A cura della Dott.ssa Carmen Ferrajolo

La vaccinazione in gravidanza è una strategia sicura ed efficace per prevenire malattie infettive, come influenza, pertosse e tetano che, se colpiscono in questo momento di maggiore vulnerabilità, possono risultare in complicanze per madre, feto e nascituro, come gravi patologie respiratorie o mortalità. Tuttavia, la crescente disponibilità di vaccini non corrisponde alla loro reale somministrazione in donne in gravidanza, poiché deve fare i conti con diversi livelli di accettazione del vaccino stesso, lo scetticismo sulla necessità della prevenzione e sul suo favorevole profilo beneficio-rischio. Nonostante campagne vaccinali internazionali, in Inghilterra tra Settembre 2016 e Gennaio 2017, solo il 44,9% delle donne in gravidanza si è vaccinata contro l’influenza e il 74,2% contro la pertosse, con frequenze che variano tra le diverse aree geografiche degli United Kingdom e tra i diversi stati.

Se da un lato sono state promosse varie campagne vaccinali da parte dell’OMS così come delle agenzie regolatorie nazionali per aumentare la sensibilizzazione della popolazione all’immunizzazione da parte degli operatori sanitari, dall’altro l’aumento esponenziale delle risorse mediatiche online fruibili da utenti al fine di ottenere risposte sui loro dubbi in ambito della salute, può avere un impatto significativo sul loro livello di fiducia nei confronti della vaccinazione e sulla loro decisione finale di sottoporsi al vaccino.

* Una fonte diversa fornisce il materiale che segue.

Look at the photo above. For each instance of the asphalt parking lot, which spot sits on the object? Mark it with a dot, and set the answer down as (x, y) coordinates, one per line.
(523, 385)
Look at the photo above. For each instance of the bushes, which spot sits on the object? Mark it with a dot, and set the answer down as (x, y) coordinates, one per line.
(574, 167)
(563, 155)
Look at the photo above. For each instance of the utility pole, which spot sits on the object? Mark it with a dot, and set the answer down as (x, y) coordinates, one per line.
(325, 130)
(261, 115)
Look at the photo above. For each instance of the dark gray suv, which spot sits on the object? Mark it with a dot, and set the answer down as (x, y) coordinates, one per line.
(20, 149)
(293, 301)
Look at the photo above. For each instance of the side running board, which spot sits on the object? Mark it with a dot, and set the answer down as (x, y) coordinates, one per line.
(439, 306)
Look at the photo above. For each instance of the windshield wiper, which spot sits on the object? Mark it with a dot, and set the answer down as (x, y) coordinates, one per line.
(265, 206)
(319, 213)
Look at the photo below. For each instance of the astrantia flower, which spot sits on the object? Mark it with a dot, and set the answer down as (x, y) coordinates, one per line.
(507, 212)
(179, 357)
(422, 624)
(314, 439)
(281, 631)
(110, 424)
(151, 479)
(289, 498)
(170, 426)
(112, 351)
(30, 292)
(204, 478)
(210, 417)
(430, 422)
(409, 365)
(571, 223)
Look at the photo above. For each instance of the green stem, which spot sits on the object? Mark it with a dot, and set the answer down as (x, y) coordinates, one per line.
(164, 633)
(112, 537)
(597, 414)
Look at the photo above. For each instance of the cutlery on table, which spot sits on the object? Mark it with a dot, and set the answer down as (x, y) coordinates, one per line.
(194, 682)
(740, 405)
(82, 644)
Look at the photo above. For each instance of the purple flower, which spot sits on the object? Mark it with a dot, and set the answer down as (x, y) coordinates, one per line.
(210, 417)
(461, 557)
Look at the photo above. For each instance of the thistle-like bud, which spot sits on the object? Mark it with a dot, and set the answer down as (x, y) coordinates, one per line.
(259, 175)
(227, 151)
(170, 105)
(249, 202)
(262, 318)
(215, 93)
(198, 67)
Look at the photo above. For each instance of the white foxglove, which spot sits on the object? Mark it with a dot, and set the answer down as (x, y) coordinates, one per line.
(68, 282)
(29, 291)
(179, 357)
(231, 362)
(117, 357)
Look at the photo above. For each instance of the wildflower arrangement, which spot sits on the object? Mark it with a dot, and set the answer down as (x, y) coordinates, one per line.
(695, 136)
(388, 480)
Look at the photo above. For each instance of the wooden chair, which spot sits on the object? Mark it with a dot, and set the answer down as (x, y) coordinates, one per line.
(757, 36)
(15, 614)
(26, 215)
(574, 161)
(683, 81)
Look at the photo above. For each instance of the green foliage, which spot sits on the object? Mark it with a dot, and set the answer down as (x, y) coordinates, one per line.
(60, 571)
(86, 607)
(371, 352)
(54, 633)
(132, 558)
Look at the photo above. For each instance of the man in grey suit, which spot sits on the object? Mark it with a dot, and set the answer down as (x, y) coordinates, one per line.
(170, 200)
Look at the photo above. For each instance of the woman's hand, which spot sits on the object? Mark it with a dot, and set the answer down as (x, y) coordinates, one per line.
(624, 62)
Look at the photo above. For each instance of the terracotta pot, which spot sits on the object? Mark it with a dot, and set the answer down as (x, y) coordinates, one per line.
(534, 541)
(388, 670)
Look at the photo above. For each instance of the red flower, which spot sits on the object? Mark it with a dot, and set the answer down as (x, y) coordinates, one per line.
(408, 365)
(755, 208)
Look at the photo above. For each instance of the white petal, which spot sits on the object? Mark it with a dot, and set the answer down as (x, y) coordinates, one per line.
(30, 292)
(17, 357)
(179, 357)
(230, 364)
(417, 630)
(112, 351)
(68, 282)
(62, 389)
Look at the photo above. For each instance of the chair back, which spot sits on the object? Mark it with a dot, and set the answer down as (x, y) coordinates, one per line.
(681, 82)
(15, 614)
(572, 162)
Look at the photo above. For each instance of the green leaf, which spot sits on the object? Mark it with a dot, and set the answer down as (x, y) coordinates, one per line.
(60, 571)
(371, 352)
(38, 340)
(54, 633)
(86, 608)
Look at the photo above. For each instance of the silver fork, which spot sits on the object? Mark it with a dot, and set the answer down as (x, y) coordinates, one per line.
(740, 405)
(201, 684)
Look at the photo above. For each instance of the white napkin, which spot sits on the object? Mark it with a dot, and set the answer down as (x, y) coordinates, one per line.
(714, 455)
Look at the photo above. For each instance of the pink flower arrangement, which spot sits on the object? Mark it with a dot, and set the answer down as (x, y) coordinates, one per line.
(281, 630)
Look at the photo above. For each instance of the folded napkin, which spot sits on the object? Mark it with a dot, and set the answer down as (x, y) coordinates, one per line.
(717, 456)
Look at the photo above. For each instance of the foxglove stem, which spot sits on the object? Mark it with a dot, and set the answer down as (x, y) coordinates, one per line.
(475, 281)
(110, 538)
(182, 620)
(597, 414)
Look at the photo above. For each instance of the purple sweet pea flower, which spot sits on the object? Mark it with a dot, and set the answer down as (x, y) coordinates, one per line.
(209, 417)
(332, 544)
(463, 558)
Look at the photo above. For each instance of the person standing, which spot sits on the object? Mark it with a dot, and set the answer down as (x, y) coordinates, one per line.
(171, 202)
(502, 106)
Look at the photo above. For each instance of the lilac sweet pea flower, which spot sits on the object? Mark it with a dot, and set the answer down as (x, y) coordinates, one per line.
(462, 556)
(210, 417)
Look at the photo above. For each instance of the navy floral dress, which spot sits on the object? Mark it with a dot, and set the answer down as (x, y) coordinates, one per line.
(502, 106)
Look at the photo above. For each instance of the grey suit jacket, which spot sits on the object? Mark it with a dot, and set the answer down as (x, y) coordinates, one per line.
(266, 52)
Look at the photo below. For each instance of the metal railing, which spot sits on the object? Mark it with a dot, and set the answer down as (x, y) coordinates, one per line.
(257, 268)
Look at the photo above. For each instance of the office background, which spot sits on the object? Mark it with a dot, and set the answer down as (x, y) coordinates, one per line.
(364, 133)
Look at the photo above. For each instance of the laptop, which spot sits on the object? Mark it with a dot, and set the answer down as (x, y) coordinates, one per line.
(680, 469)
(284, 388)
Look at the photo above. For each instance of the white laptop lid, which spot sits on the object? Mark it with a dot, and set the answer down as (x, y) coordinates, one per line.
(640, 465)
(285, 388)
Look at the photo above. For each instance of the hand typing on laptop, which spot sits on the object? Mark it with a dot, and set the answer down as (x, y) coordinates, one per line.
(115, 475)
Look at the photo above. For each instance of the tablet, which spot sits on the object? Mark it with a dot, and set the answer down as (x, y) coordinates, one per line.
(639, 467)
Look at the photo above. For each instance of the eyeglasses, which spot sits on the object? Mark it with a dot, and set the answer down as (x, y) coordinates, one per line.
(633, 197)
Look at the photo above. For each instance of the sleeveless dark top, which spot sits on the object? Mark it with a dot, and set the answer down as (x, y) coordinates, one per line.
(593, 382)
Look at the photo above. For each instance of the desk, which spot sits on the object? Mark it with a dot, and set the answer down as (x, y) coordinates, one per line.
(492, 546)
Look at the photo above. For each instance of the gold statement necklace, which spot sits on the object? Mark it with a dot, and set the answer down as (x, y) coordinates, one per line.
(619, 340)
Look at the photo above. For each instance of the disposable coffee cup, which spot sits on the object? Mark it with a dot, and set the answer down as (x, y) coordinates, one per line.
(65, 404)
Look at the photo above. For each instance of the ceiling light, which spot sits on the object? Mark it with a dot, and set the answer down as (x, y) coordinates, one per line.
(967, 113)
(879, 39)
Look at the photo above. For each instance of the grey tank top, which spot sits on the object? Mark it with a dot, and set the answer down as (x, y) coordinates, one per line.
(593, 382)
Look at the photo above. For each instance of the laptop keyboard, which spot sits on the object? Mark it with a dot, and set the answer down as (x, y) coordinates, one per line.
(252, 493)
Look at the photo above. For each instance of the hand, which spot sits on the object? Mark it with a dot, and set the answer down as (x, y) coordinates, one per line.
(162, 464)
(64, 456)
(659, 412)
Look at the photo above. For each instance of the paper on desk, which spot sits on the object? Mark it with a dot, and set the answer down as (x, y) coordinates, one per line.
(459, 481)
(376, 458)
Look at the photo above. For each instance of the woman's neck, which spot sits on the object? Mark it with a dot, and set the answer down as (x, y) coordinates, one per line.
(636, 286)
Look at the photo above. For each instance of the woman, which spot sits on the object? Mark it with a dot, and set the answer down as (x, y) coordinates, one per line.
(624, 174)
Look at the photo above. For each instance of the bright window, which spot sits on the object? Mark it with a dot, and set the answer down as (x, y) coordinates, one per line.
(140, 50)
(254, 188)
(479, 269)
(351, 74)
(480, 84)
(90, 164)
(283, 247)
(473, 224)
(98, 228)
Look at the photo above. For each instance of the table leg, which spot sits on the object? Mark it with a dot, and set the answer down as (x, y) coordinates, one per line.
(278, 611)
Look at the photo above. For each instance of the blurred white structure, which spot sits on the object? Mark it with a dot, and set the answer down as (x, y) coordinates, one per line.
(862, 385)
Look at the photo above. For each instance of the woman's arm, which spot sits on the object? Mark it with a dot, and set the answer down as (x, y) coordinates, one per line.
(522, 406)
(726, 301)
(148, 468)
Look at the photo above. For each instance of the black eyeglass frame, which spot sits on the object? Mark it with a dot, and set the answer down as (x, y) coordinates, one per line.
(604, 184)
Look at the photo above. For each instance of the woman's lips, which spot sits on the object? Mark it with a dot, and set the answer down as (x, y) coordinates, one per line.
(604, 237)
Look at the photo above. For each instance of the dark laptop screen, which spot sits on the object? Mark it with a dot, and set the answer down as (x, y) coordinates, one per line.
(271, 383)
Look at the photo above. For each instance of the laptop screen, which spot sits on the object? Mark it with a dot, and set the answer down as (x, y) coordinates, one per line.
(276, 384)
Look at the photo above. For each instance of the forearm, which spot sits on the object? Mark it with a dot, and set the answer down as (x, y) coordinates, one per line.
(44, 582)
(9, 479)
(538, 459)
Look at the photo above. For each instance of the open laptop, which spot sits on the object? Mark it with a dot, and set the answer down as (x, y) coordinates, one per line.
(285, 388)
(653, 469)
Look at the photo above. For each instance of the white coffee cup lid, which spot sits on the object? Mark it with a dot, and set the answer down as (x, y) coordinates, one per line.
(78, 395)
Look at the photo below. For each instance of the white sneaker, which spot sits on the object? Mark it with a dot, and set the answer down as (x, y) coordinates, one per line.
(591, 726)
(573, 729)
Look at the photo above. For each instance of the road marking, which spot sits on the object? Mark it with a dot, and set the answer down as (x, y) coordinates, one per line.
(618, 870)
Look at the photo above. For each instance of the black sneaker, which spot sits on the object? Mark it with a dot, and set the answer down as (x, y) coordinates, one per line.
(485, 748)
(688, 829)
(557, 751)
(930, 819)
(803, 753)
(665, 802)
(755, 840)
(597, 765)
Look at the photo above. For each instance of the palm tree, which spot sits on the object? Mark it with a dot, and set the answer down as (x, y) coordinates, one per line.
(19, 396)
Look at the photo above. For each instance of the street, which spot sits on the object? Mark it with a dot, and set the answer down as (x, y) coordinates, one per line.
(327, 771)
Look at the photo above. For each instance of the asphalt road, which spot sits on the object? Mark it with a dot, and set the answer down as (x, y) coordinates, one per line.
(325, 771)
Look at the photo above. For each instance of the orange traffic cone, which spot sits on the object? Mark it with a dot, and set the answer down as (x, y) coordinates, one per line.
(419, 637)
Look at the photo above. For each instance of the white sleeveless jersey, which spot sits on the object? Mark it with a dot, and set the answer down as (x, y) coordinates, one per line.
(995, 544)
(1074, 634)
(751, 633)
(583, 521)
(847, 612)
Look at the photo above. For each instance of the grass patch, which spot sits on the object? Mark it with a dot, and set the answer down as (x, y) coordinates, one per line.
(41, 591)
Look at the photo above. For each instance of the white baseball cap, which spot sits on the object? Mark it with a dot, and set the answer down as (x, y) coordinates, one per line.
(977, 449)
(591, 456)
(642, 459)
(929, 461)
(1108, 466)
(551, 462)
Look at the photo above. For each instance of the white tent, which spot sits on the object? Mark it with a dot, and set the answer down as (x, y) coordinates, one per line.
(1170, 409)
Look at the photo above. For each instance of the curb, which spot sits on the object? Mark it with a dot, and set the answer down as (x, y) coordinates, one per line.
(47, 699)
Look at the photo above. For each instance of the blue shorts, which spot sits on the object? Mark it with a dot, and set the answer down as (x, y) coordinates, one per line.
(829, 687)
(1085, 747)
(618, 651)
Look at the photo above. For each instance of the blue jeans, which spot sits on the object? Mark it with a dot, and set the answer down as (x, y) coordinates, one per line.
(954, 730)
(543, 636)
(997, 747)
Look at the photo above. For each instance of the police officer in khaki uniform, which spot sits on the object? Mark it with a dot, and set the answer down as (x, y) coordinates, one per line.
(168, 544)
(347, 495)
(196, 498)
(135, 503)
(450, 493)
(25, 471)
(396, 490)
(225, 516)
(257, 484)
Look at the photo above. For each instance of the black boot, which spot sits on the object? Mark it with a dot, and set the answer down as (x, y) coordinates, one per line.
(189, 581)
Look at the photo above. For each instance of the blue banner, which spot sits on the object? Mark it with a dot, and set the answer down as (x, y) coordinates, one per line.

Lo studio ha valutato entrambi i metodi di informazione, campagne vaccinali e informazioni mediatiche, al fine di esaminare il quadro dell’informazione online negli ultimi anni sulla vaccinazione materna anti-influenzale e anti-pertosse, considerando la sua influenza sul grado di confidenza delle donne verso il vaccino, e di confrontarlo con quanto percepito dalle donne in gravidanza e dagli operatori sanitari sulla prevenzione vaccinale.

Gli articoli giornalistici online relativi alla gravidanza sono stati identificati consultando la bancadati Vaccine Confidence Project’s della London School of Hygiene & Tropical Medicine, che raccoglie tutte le notizie giornalistiche sulla vaccinazione pubblicate online provenienti da qualsiasi paese, come parte di un sistema di sorveglianza per monitorare il grado di confidenza della popolazione nei confronti della vaccinazione (www.vaccineconfidence.org). La ricerca è stata ristretta alle news sulla vaccinazione in gravidanza contro pertosse e influenza pubblicate in lingua inglese in due periodi differenti, Luglio-Dicembre 2012 (anno dell’introduzione nel programma vaccinale negli UK del vaccino anti-pertosse in donne in gravidanza) e Novembre 2015 - Aprile 2016 (dati disponibili più recenti ai fini dello studio), al fine di osservare la variazione nel tempo
della frequenza degli articoli sulla vaccinazione e l’argomento mediatico. Gli articoli eleggibili sono stati revisionati interamente da un unico autore che ha provveduto a codificarli per tematica.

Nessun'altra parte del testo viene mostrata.